We love God through our deeds and not by mere emotions or sentimentality. We love God first and foremost by adoration or by glorifying God.   We also love God by  doing our ordinary duties as a Christian, as a member of the family, in our work and in society.

We can do this by focusing our actions towards God’s glory even in the little things that we do. “Whether you eat or drink or do anything else, do all of the glory of God”(1 Cor. 10.31).

So how do we know that we  are glorifying God?

When we do our ordinary work, we could pause and ask ourselves: Is this pleasing to God? By doing so,  we could  base our actions toward pleasing God which naturally makes us prefer less of ourselves.

When we purify our intentions, even the little things we do on a day-to-day basis such as washing the dishes, mowing the lawn, or studying, or working on our projects could be forms of prayer.   In so doing, the ordinary becomes extraordinary, the commonplace becomes special. These forms of adoration when done in God’s presence, are truly pleasing to God.

Keeping God’s word

Loving God means that we keep his commandments. The scriptures tell us that “for this is the love of God that we keep his commandments “ (1 Jn. 5,3).   Our Lord Jesus said “If a man loves me, he will keep my word, and my Father will love him”(Jn 14,23)  Jesus also warned that “not everyone who says to me ‘Lord, Lord’ shall enter the kingdom of heaven, but he who does the will of the Father in heaven shall enter the kingdom of heaven (Matt 7,21).

We can’t do it alone, We need God to increase our faith

The theological virtues are the foundation of Christian moral activity; they animate it and give it its special character.

Loving God is divine. It is   supernatural love with faith.   We cannot please God without faith (Hebr 11,6)  To have faith means that we believe in God’s revelation. But how do we have faith? Can we do it alone? Is it enough that we want to believe? The scriptures tell us that we have to ask God to increase our faith since faith is a gift from God.

Rewards

The reward of having abiding faith and love of God gives us hope that we will one day see God  and that he will grant us eternal happiness.
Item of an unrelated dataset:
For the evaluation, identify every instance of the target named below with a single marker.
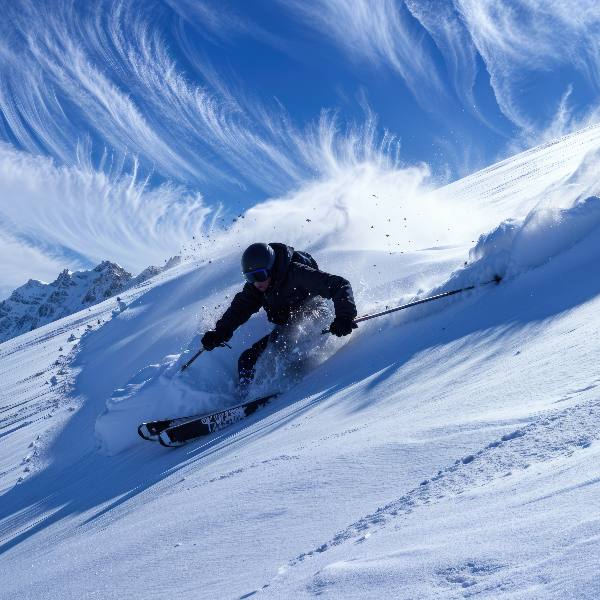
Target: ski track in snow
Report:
(553, 436)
The three theological virtues of faith, hope, and charity are supernatural and only God can grant them to us.

Let us seek the intercession of Our Lady for God to grant us the grace and to increase our faith, hope, and love.

Reflection:

Do I pause and ask myself if what I am pursuing is pleasing to God?

Do I love myself more than I love God by giving in to my desires and love of comfort even if it is against God’s commandments?